Evidemment, j'ai pleurée. Ouais, j'avoue, j'ai pleuré comme une gamine. Pour ne pas dire de manière aussi sincère que si j'avais moi-même perdu ce proche. J'ai sombré. Devant la douleur des familles, devant leur désarroi, devant l'émotion des invités. Devant tout l'amour qu'il y avait dans ces discours et ces supplications.J'ai même totalement occulté qu'à la base, ils s'étaient tués pour une infraction au code de la route et au nom de la connerie humaine qui se veut toujours trop pressée.

Avant, quand je lisais qu'un jeune, un routier, un muche et un machin, s'était tué sur la route parce qu'il : roulait trop vite, avait bû de l'alcool, fait une manœuvre dangereuse, s'était endormi en volant, je me disais : il l'a bien mérité. Parce que quoi, c'est vrai, si on respecte le code de la route, les autres usagers et les recommandations des organismes de sécurité routière, franchement, il y a plus de chance qu'on meurt noyé dans son bain que sur la route.

J'étais conne et naïve.

Avant, ce qui me m'était encore plus hors de moi, c'était de voir les accidents provoqués par ces gens là, eux qui s'en sortent indemne mais qui ont volés des vies. Et je ne parle pas que des accidents mortels, je parle aussi des gens qui en sortent avec des séquelles irrémédiables, des vies ruinées, des familles explosées ...

J'étais conne, naïve et égo-centrée.

Parce que moi aussi parfois je dépasse les limitations de vitesse, parce que moi aussi parfois je roule quand je suis dans un état d'épuisement pas possible, parce que moi aussi parfois je tente une manœuvre en me disant que ça va passer large et que finalement on n'est qu'à un cheveu, parce que moi aussi parfois je grille un feu par flemme de piler au orange, parce que moi aussi j'ai déjà failli renverser un piéton par faute d’inattention .. 

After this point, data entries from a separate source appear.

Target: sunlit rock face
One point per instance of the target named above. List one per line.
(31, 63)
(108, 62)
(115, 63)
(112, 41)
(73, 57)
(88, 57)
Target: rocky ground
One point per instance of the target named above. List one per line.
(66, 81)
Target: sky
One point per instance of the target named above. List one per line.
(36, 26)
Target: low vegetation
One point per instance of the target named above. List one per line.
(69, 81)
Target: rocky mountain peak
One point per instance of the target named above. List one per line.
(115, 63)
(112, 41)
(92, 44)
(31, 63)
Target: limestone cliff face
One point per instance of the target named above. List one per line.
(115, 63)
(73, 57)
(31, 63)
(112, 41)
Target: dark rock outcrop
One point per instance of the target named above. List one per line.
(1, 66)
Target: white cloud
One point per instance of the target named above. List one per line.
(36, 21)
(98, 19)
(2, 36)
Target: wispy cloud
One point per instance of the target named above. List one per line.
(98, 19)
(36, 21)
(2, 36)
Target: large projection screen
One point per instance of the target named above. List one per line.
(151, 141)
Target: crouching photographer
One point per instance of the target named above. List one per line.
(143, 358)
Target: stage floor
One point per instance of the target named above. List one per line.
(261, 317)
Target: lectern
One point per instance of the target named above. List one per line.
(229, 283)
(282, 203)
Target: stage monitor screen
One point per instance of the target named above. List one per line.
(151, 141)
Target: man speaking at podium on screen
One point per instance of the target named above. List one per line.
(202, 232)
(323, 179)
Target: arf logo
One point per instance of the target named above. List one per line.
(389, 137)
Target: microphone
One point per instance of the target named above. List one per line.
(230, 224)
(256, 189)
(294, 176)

J'étais conne, un point c'est tout. 

Mais surtout, surtout, j'avais oublié. Oublié que ces gens là, eux, moi, on aussi une famille. Une famille qui les aime et qui tient à eux. Une famille qui pleure aussi un ange quand une de ces tragédies arrive. Alors je te le redis avant qu'il ne soit trop tard, lève le pied, ne roule plus jamais trop vite, parce que je t'aime.